Citizens and their role in smart city development have been resonating with me this week. In part, due to some of the highlighted news stories we have selected for you, but also because of a most fascinating book I’m currently reading entitled The Ghost Cities of China by Wade Shepard.
My sons see this as yet another tome in what they describe as my Armageddon reading: you know, the future that spells the end of the Human Race as we know it, the type of thing that Elon Musk keeps warning us about.
Shepard’ s book details China’s urbanisation building programme, which apparently between now and 2030 will see its urban population hit over one billion. However right now, hundreds of these newly built urban areas stand with great swathes totally empty, waiting to come to life.
Amongst other things, the book talks about the trend for existing cities to create shiny new versions of themselves, manifesting a twin-city paradigm that acts as a safety valve to the over-population, congestion and urban mess of the old town.

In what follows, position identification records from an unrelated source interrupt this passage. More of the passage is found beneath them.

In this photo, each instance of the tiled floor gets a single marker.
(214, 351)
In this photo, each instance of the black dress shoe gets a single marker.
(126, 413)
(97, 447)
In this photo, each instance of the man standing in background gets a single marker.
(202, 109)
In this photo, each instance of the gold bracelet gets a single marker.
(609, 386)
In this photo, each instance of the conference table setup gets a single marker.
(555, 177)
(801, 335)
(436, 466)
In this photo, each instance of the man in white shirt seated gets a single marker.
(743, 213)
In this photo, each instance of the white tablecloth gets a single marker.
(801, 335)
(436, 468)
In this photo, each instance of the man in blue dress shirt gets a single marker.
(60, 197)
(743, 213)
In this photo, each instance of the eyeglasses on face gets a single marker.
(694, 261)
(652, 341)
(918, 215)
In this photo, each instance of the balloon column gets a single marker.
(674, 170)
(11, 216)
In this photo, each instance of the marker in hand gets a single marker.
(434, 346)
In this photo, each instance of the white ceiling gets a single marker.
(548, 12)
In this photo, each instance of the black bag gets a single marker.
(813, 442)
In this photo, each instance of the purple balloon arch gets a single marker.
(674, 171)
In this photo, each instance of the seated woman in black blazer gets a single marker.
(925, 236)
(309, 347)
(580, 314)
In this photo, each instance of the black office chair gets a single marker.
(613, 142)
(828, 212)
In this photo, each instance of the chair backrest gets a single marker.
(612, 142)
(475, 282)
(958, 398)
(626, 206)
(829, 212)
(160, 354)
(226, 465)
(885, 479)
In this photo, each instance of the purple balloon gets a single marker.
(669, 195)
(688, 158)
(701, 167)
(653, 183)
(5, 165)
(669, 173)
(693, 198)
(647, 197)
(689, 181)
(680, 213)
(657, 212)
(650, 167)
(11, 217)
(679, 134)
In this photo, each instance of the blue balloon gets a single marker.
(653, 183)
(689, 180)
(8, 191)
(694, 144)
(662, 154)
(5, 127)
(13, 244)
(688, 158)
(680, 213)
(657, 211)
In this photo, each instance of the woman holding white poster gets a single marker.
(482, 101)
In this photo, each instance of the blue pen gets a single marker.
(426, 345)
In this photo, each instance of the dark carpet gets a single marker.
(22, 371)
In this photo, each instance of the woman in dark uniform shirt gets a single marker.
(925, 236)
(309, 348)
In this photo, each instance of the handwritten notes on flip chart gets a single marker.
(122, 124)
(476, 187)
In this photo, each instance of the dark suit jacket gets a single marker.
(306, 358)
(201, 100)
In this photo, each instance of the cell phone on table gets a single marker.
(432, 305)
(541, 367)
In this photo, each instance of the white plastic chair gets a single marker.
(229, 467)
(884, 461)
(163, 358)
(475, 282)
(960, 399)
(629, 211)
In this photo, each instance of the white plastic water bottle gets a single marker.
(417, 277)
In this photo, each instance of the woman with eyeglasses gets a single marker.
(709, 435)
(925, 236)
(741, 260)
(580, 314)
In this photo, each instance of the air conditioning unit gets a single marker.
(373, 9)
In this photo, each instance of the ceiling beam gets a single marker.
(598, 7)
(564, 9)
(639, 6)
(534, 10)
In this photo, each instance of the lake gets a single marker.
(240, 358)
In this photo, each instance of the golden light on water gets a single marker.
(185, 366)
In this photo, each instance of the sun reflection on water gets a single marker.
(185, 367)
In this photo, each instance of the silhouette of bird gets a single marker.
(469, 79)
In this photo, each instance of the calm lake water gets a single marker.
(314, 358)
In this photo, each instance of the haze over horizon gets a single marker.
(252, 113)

Shanghai, for example, has Pudong, Kunming has Chenggong and Zhengzhou has Zhengdong.
One of the justifications for the biblical scale of city building in China is to provide accommodation for the millions of rural migrants pouring into the cities. While this is true of some new city projects, it is not so for Zhengdon.
According to Shepard, nearly 50 per cent of those looking for new homes in China are upwardly mobile, existing city dwellers looking to upscale. Cities like Zhengdon are perfect with their luxo apartments, European style boulevards, technology centres, golf clubs, universities, museums and opera houses.
The author points out that with these new cities like Zhengdon the groundwork for parallel migration has been set. The ‘haves’ will escape the crowded old cities with its crumbling infrastructure and congestion, while the ‘have-nots’ comprising the urban working class and rural migrants remain and flood into the old.
Each country has its own response to growing population and urban living. China can build new gleaming statement cities, and move people into them at will. America and Europe can’t. But one thing that all countries have facing them is how the rich and poor will fare in this so-called new landscape of innovation and opportunity.